The Penguins found an effective response to the Columbus forecheck in a 3-1 win Saturday in Game 5 of the teams' first-round playoff series.
In the course of what Matt Niskanen on Sunday called "our most complete game as a defensive group," the Penguins kept the Blue Jackets from setting up in their offensive zone for long stretches.
In part, that's because they fought fire with fire.
"I think they were trying to establish that, but on our end, our forecheck was much better," Niskanen said. "You saw a lot of the game we were able to establish that. They didn't have the energy in the offensive zone to forecheck because of what we were doing in the offensive zone."
And when the Blue Jackets did get possession in the neutral zone and look for the dump-ins with the puck that had led to establishing a forecheck earlier in the series, they weren't able to execute it because the Penguins quickly were headed up ice toward the Columbus end.
"We didn't have much of a forecheck," Blue Jackets coach Todd Richards said of Game 5. "That put a lot of pressure on our defense and on our goaltender.
"When we had opportunities to dump it, [they] weren't great dumps. Didn't have the speed that we needed to get in on the forecheck. [The Penguins] executed coming out of their own zone."
That could be a blueprint for the Penguins in Game 6 tonight at Nationwide Arena in Columbus, Ohio. They have a 3-2 series lead and a chance to close out the series and advance to Round 2.
Taking away the Blue Jackets' strong forecheck is a kick in the knees to them.
"It's always been a key to our game," Blue Jackets center Mark Letestu said. "It drives the energy of our team. It's something that's going to be key for us all the way through the playoffs."

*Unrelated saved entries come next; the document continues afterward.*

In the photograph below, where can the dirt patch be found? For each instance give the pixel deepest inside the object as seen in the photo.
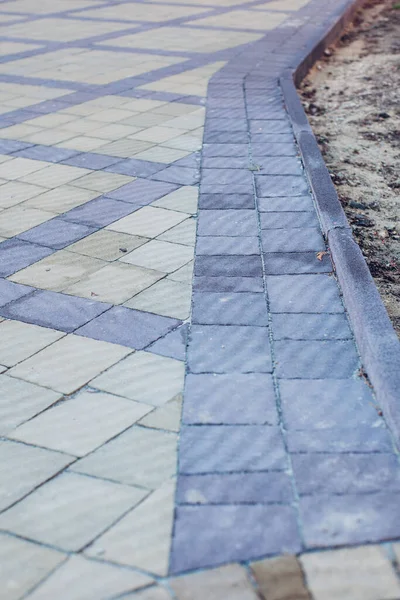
(352, 98)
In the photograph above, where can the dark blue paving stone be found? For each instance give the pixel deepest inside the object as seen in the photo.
(224, 245)
(327, 403)
(229, 349)
(351, 519)
(304, 239)
(10, 291)
(224, 201)
(90, 160)
(142, 191)
(51, 309)
(128, 327)
(172, 345)
(99, 212)
(291, 263)
(233, 448)
(358, 438)
(316, 359)
(56, 233)
(228, 284)
(235, 488)
(225, 534)
(244, 308)
(228, 222)
(269, 186)
(303, 294)
(17, 254)
(307, 326)
(345, 473)
(288, 220)
(285, 204)
(232, 266)
(234, 399)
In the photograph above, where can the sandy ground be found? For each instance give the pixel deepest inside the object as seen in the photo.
(352, 98)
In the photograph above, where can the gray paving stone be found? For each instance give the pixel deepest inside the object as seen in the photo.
(292, 240)
(350, 519)
(345, 473)
(216, 308)
(232, 266)
(57, 233)
(235, 448)
(228, 284)
(16, 255)
(231, 533)
(327, 403)
(235, 488)
(235, 399)
(128, 327)
(229, 349)
(280, 185)
(304, 294)
(51, 309)
(307, 326)
(225, 245)
(316, 359)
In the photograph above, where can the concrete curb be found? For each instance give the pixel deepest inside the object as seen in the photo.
(376, 339)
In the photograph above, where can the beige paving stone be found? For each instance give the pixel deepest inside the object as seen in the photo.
(229, 581)
(33, 564)
(148, 221)
(57, 271)
(81, 424)
(94, 579)
(107, 245)
(70, 363)
(19, 340)
(130, 378)
(140, 456)
(183, 200)
(23, 468)
(143, 537)
(363, 573)
(167, 298)
(48, 513)
(20, 401)
(159, 255)
(280, 578)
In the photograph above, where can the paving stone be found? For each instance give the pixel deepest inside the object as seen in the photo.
(230, 399)
(227, 222)
(50, 309)
(16, 255)
(139, 456)
(280, 578)
(64, 501)
(224, 449)
(99, 580)
(304, 294)
(130, 378)
(230, 581)
(57, 233)
(128, 327)
(81, 424)
(231, 533)
(308, 326)
(350, 519)
(362, 573)
(229, 349)
(34, 563)
(23, 468)
(310, 359)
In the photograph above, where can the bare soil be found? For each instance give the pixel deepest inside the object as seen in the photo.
(352, 98)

The intent is to dump the puck into one of the corners, then swarm the Penguins defensemen and any backchecking forwards. That's designed not only to gain possession in the Penguins end, but also to wear down their defensemen with physical play and keep them from breaking out of that zone on a quick transition.

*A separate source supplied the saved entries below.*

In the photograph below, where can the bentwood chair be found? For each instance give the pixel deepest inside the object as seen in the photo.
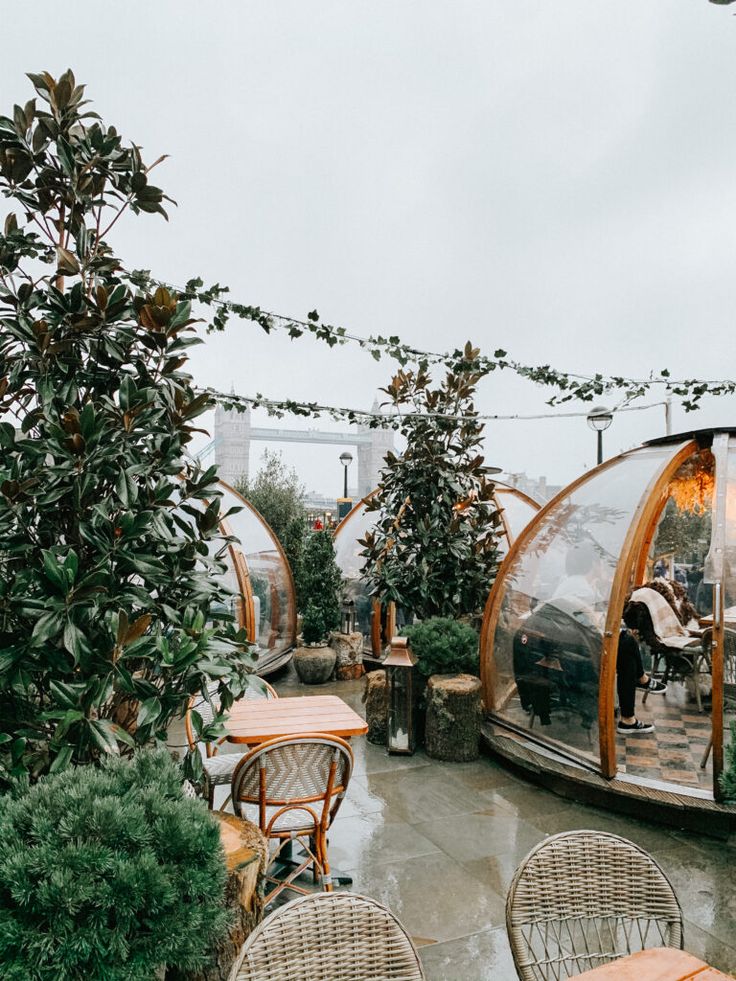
(334, 936)
(292, 788)
(218, 769)
(583, 898)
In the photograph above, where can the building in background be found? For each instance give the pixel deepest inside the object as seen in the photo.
(234, 433)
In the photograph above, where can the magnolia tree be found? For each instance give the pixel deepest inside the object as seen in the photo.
(433, 549)
(112, 609)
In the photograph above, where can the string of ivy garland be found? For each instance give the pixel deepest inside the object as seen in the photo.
(571, 386)
(375, 420)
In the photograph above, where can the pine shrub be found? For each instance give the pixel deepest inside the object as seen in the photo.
(444, 646)
(108, 873)
(321, 588)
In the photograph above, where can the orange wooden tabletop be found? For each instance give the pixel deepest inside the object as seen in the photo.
(658, 964)
(255, 721)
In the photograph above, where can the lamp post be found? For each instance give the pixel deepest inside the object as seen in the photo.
(599, 419)
(344, 504)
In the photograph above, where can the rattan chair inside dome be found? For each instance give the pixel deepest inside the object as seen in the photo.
(329, 937)
(583, 898)
(292, 788)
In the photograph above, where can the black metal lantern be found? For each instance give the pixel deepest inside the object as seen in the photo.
(347, 617)
(402, 697)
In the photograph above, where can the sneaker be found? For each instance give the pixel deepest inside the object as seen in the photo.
(634, 728)
(653, 686)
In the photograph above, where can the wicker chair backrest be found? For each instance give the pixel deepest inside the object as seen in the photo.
(332, 936)
(583, 898)
(294, 768)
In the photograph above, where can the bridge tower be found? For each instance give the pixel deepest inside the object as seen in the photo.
(232, 444)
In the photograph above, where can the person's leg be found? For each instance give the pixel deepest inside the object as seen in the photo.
(628, 671)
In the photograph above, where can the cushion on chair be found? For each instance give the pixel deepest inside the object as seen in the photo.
(220, 768)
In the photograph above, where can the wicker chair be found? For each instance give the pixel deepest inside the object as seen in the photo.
(329, 937)
(583, 898)
(292, 788)
(680, 663)
(219, 770)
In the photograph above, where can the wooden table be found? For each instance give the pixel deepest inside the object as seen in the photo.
(657, 964)
(255, 721)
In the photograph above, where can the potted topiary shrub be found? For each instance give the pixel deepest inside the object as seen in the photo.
(447, 653)
(315, 660)
(109, 872)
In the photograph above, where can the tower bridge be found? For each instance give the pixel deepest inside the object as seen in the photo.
(234, 433)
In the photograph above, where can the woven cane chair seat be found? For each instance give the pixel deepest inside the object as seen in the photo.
(329, 937)
(583, 898)
(292, 788)
(219, 769)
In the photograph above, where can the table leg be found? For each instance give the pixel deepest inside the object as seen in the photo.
(290, 859)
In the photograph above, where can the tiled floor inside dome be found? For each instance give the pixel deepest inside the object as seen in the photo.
(439, 842)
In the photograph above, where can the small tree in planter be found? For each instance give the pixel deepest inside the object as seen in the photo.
(108, 872)
(109, 551)
(321, 591)
(433, 549)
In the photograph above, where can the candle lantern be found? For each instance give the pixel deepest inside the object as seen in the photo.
(403, 691)
(347, 620)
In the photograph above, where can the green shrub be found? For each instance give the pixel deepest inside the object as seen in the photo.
(313, 625)
(444, 646)
(108, 873)
(728, 777)
(321, 588)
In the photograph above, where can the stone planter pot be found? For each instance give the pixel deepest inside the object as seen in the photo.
(314, 665)
(349, 651)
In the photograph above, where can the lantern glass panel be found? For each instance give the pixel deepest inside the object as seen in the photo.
(400, 715)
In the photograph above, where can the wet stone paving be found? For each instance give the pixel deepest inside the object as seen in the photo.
(438, 844)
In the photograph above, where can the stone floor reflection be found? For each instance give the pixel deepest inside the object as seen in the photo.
(439, 842)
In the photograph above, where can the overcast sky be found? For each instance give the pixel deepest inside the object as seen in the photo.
(557, 179)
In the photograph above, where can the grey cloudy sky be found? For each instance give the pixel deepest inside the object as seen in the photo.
(556, 179)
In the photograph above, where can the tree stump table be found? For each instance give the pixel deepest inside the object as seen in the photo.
(452, 724)
(246, 855)
(349, 650)
(375, 697)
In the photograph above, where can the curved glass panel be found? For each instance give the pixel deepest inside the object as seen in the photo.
(270, 580)
(347, 555)
(547, 640)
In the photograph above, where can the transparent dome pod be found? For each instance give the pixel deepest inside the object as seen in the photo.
(378, 623)
(652, 532)
(260, 574)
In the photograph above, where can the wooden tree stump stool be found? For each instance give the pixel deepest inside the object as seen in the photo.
(246, 855)
(375, 696)
(349, 650)
(452, 725)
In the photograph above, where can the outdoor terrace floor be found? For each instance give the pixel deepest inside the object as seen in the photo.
(438, 843)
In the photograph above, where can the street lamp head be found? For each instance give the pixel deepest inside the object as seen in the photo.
(600, 418)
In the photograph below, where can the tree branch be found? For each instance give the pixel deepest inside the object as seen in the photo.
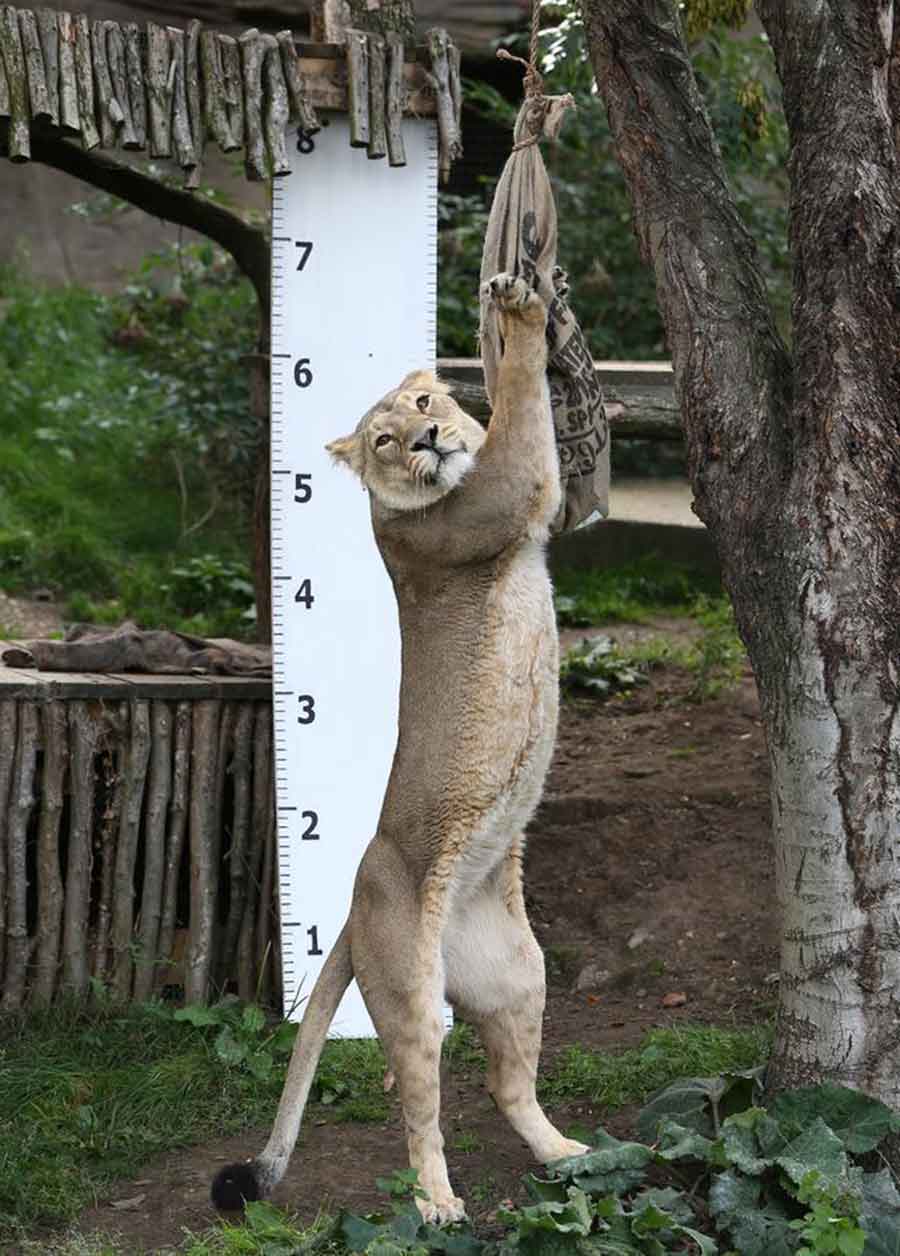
(732, 371)
(246, 244)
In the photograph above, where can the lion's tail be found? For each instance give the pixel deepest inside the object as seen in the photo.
(254, 1180)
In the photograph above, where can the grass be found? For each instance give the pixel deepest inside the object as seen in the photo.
(112, 416)
(85, 1098)
(611, 1080)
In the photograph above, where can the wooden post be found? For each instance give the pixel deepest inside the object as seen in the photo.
(158, 793)
(21, 801)
(203, 869)
(55, 725)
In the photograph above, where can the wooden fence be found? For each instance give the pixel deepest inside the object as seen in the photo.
(137, 838)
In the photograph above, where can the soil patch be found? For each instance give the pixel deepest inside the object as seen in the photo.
(648, 873)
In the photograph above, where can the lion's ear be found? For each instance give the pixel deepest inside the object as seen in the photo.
(349, 451)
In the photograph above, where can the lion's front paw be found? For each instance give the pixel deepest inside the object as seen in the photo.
(512, 294)
(443, 1210)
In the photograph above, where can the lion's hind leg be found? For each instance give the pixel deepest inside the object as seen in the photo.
(495, 977)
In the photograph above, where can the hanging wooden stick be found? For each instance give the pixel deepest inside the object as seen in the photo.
(182, 135)
(262, 805)
(396, 102)
(203, 868)
(14, 63)
(84, 74)
(113, 763)
(301, 111)
(137, 92)
(158, 91)
(68, 82)
(54, 721)
(48, 30)
(111, 111)
(38, 94)
(234, 86)
(8, 741)
(278, 109)
(158, 791)
(118, 74)
(21, 803)
(126, 854)
(175, 840)
(240, 830)
(214, 92)
(358, 88)
(251, 64)
(378, 141)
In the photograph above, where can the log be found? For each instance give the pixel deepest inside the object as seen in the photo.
(175, 838)
(84, 77)
(237, 867)
(301, 111)
(158, 91)
(358, 88)
(396, 102)
(126, 854)
(38, 93)
(112, 114)
(448, 137)
(234, 86)
(68, 82)
(251, 65)
(276, 108)
(16, 87)
(214, 92)
(203, 868)
(48, 32)
(262, 808)
(182, 135)
(113, 766)
(84, 730)
(9, 720)
(118, 74)
(378, 140)
(137, 91)
(55, 729)
(158, 793)
(21, 803)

"It's pretty simple for us. It's how we manage the puck, getting it in -- getting it all the way in -- to their zone where you can forecheck," Richards said. "They do a good job in the neutral zone. I went back in preparing for this series ... from Jan. 1 all the way to the end of the year. There wasn't one goal that they gave up that was off of a neutral-zone transition -- at least that I saw.
"Our emphasis in that position coming up the ice from our own zone, has to be getting the puck all the way into the zone. We're playing anything shorter than a 200-foot game, it favors them."

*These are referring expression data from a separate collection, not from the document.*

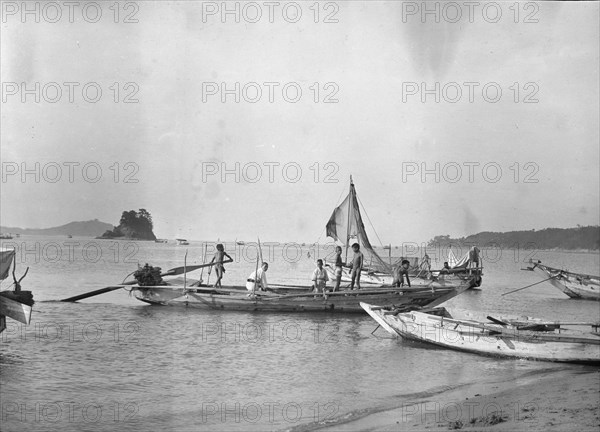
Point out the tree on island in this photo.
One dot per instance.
(133, 225)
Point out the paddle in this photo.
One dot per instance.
(519, 289)
(97, 292)
(497, 321)
(180, 270)
(172, 272)
(204, 261)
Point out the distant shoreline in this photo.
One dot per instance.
(310, 246)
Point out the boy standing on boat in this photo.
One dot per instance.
(320, 278)
(402, 271)
(338, 268)
(357, 263)
(218, 260)
(258, 279)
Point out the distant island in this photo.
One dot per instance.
(92, 228)
(132, 226)
(587, 237)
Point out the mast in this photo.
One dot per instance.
(350, 202)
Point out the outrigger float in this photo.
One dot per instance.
(575, 285)
(16, 304)
(529, 339)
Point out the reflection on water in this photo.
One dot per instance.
(112, 362)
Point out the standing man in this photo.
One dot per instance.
(258, 279)
(338, 268)
(402, 271)
(320, 278)
(357, 264)
(219, 267)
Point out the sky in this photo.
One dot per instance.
(452, 123)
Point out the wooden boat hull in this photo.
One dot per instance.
(237, 298)
(574, 285)
(14, 305)
(487, 339)
(378, 279)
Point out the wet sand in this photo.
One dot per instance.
(567, 400)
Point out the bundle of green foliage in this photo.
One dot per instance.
(148, 276)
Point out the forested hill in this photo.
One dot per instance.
(550, 238)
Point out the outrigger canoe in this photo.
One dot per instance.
(531, 339)
(239, 298)
(16, 304)
(575, 285)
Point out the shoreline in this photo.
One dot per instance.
(549, 401)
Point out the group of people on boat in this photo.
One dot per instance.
(257, 280)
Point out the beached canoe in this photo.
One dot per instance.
(295, 300)
(531, 340)
(575, 285)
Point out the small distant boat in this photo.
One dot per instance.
(16, 304)
(531, 339)
(575, 285)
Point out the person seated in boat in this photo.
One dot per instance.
(218, 259)
(356, 265)
(320, 278)
(257, 281)
(401, 272)
(338, 268)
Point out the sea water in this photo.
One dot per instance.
(113, 363)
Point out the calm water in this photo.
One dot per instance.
(111, 362)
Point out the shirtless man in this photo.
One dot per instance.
(320, 278)
(357, 264)
(258, 279)
(218, 259)
(338, 268)
(401, 273)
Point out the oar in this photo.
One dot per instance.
(172, 272)
(97, 292)
(519, 289)
(180, 270)
(497, 321)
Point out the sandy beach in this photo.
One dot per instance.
(568, 400)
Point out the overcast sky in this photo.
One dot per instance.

The Blue Jackets' hit count can be reflective of their forechecking success. They outhit the Penguins by a significant margin in each of the first four games of this series, running up 215 hits. In Game 5, Columbus had its smallest hit count of the series -- 37 -- three more than the Penguins had.
"It's aggressive," Letestu said of the Blue Jackets forecheck. "That's the one word we've always talked about -- being aggressive, being relentless. It all starts for us with good puck decisions -- if we can keep the puck away from the goaltender, keep the puck in the corner, get some pressure on, get some hits.
"Our focus is by the third period, hopefully, through being physical and getting those hits, the [defensemen] are going to be a little slower to go back for those pucks and maybe be under a little more pressure, make some plays quicker then they're used to making."
That's not unique in the NHL, but the Blue Jackets have an all-in philosophy.
"I think what sets these guys apart from a lot of teams we play is the depth that they have, how everyone is committed to going hard on the forecheck," Penguins forward Joe Vitale said. "Sometimes you'll play teams where maybe a couple of lines will go really hard, then a couple of lines maybe don't come at us hard -- maybe more patient, maybe the skilled, high-end guys trying to read the play.
"But these guys seem like every line is committed to dump it into the good areas and going as hard as they can. It's almost like wave after wave of forecheck. It can be frustrating."